Native support for the other filesystem type

Windows has no native support for HFS+. The only way to read an HFS+ disk is with 3rd party software. So you won't be able to mount a Mac drive and use it normally in Windows (without buying software which we'll get to). But you can use software like the free HFSExplorer to open your drive and view folders and copy files to your Windows drive. You might have problems with filenames and some files might be corrupt. This is not a perfect solution, and I don't recommend using it to copy an entire Mac drive over, but the software is open source and free and is a good triaging tool if you just need to access some specific files right now. You'll want to verify (take md5sums) that it's a true copy though, meaning you'll need to check the file again in OSX. You'll also lose file metadata, if you have a lot of files and that's a concern for you.
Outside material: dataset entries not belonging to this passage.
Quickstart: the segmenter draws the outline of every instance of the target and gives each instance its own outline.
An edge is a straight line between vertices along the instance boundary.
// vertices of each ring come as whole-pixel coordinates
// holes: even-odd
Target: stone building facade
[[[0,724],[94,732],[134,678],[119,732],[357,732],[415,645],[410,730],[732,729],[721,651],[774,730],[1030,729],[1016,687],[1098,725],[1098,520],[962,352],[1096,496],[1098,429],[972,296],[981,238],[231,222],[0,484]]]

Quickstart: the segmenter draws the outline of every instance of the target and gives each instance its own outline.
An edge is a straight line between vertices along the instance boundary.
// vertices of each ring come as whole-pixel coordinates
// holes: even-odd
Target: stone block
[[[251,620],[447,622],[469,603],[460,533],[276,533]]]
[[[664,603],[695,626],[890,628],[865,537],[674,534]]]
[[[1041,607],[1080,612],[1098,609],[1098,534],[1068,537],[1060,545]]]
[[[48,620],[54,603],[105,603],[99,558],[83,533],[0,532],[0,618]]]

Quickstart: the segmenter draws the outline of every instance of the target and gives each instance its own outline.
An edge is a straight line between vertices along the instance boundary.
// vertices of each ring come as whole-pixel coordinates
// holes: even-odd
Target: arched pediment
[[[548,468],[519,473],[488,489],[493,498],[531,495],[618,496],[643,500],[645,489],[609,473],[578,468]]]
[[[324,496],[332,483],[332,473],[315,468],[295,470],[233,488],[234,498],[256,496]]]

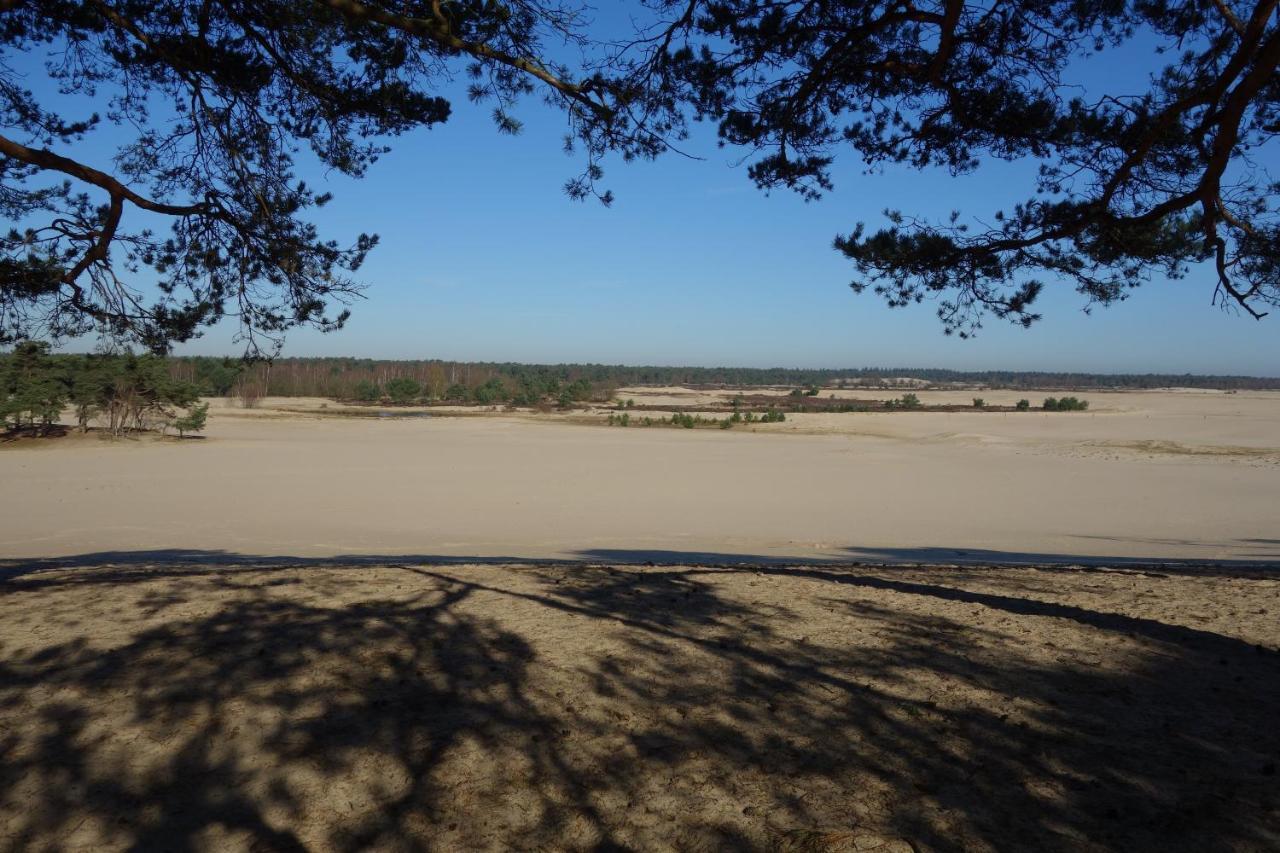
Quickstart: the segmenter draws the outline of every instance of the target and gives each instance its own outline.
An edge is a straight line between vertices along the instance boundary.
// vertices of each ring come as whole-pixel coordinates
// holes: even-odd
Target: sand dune
[[[1087,396],[754,432],[224,403],[205,441],[0,451],[0,553],[1280,561],[1280,394]]]

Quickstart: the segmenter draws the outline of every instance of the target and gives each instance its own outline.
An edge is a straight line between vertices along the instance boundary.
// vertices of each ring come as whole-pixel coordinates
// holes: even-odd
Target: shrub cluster
[[[893,410],[897,410],[897,409],[914,410],[914,409],[923,409],[923,407],[924,406],[920,402],[920,398],[916,397],[915,394],[902,394],[901,397],[897,397],[896,400],[890,400],[890,401],[887,401],[884,403],[884,409],[888,409],[890,411],[893,411]]]

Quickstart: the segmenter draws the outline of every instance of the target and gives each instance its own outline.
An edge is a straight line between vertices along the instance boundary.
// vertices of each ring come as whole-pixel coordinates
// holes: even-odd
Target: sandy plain
[[[0,450],[0,555],[1280,561],[1280,393],[1087,396],[733,430],[220,401],[202,441]]]
[[[1088,397],[0,450],[0,850],[1280,849],[1280,394]]]

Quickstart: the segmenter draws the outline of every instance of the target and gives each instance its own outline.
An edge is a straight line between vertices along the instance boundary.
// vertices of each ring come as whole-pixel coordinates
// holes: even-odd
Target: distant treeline
[[[608,397],[625,386],[794,386],[909,388],[937,386],[1089,391],[1142,388],[1280,389],[1280,378],[1176,374],[1094,374],[1015,370],[960,371],[918,368],[662,368],[604,364],[515,364],[493,361],[378,361],[372,359],[276,359],[246,365],[236,359],[187,356],[169,359],[173,378],[192,382],[207,396],[333,397],[357,400],[369,388],[385,389],[396,379],[412,379],[422,396],[458,400],[462,392],[489,401],[534,403],[572,396]]]
[[[69,407],[82,430],[200,432],[209,405],[198,405],[200,384],[175,379],[172,366],[132,352],[52,355],[42,341],[24,341],[0,355],[0,430],[47,435]]]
You can also trial or buy software company Paragon's product "HFS+ for Windows" which lets you mount the Mac disk in Windows and then both read and write to your HFS+ drive. Paragon also makes a driver "NTFS for Mac" to mount a Windows NTFS disk on your Mac.

Besides Paragon, the other main commercial software is Mediafour's MacDrive.
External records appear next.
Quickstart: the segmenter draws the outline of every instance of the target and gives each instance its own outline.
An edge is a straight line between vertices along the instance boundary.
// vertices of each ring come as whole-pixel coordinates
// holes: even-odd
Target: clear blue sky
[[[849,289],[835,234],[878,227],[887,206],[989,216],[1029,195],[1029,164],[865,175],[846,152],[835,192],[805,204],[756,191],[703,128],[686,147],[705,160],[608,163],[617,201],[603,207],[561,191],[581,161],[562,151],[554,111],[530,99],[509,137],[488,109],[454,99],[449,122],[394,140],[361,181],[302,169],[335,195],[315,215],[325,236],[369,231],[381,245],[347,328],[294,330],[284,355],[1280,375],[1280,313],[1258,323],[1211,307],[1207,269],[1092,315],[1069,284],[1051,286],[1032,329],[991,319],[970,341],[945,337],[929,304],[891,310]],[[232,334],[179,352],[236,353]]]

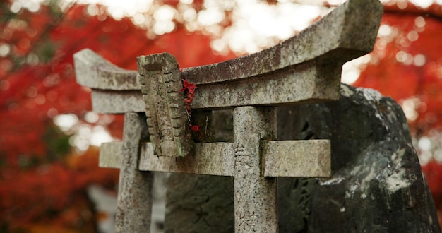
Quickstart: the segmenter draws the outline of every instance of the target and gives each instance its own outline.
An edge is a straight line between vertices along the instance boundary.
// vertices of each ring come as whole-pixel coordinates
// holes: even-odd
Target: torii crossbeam
[[[125,114],[123,142],[102,144],[100,160],[121,169],[117,231],[149,229],[152,177],[142,171],[158,171],[233,176],[235,232],[277,232],[275,177],[323,177],[331,169],[329,141],[275,141],[274,107],[338,100],[342,64],[372,50],[382,11],[378,0],[348,0],[275,47],[184,69],[198,85],[196,121],[212,121],[210,110],[234,109],[233,143],[186,138],[173,56],[140,56],[133,71],[88,49],[76,54],[77,80],[92,88],[93,110]]]

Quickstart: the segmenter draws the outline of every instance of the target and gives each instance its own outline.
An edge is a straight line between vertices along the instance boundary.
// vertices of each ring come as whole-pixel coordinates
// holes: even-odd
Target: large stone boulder
[[[405,115],[378,92],[277,109],[278,139],[328,138],[332,176],[278,179],[280,232],[440,232]],[[172,174],[166,232],[232,232],[232,177]]]

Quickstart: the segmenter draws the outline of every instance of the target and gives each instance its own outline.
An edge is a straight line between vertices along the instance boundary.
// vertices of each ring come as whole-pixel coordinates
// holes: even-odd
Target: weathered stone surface
[[[89,49],[73,55],[78,84],[94,89],[140,90],[135,78],[138,72],[121,68]]]
[[[277,232],[275,177],[261,176],[260,141],[276,138],[274,107],[233,110],[235,232]]]
[[[144,114],[124,115],[116,232],[144,232],[150,227],[150,217],[145,216],[150,216],[152,211],[153,178],[151,172],[138,169],[139,144],[148,136],[145,121]]]
[[[219,64],[184,68],[183,75],[198,86],[192,108],[277,106],[337,100],[342,64],[372,50],[381,15],[382,6],[378,0],[347,1],[299,35],[275,47]],[[97,89],[111,90],[114,95],[118,95],[120,92],[112,90],[124,79],[131,84],[121,90],[141,88],[136,87],[136,76],[116,78],[127,71],[108,67],[112,65],[97,54],[90,54],[90,51],[76,54],[76,71],[78,83],[92,88],[92,93]],[[105,66],[111,71],[95,66]],[[160,68],[158,65],[148,66]],[[278,91],[274,91],[276,88]],[[97,107],[94,110],[123,113],[129,106],[133,108],[130,112],[144,110],[136,100],[139,94],[121,94],[124,96],[118,98],[125,102],[106,101],[106,92],[95,94],[103,101],[92,100],[94,107]],[[127,104],[129,101],[134,102]]]
[[[330,141],[261,142],[264,177],[328,177],[331,174]]]
[[[333,174],[313,189],[309,232],[440,232],[399,105],[342,85],[339,102],[305,109],[313,133],[332,143]]]
[[[233,177],[172,173],[167,186],[165,233],[234,232]]]
[[[266,177],[325,177],[330,174],[330,141],[274,141],[260,142],[261,175]],[[102,144],[100,167],[120,168],[121,142]],[[196,143],[186,157],[157,156],[150,143],[140,144],[138,169],[165,172],[234,175],[232,143]]]
[[[181,73],[168,53],[137,57],[150,139],[160,156],[183,157],[193,148]]]
[[[342,85],[340,94],[334,102],[278,109],[279,139],[329,138],[332,148],[331,177],[278,178],[280,232],[440,232],[399,105],[369,89]],[[210,184],[213,178],[181,179],[179,191],[171,186],[167,191],[169,196],[186,192],[186,186]],[[229,178],[217,179],[227,182]],[[225,185],[217,188],[229,191],[230,184],[222,181],[217,181]],[[220,199],[234,195],[233,191],[212,192],[203,186],[198,193]],[[169,220],[177,210],[189,208],[187,204],[195,202],[184,198],[168,207],[174,210],[166,215],[167,229],[190,232],[185,229],[201,226],[182,216],[181,228],[176,228]],[[229,227],[233,217],[226,215],[210,223]]]

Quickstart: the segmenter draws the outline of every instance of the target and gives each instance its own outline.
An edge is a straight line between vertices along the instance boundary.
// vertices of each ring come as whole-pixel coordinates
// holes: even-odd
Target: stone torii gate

How to read a Windows drive on OSX

Your Mac may be able to see your NTFS-formatted drive automatically, but not write to it. If you don't see it, you can also try 3rd party software. Mentioned above, Paragon is one commercial software provider with a driver to mount NTFS drives as both read and write. Tuxera NTFS for Mac is another commercial product (free trial, then 25 EUR).

There's also a free way to mount NTFS as read-write. You need something to add a FUSE layer to OSX, like OSXFuse which replaces MacFuse, which gives user software the ability to mount 3rd party filesystems when you also provid a Fuse driver for that filesystem. Once you have Fuse, you can install NTFS-3G (which itself was developed by Tuxera mentioned above). The commercial Tuxera NTFS is supposed to be much faster than the free one.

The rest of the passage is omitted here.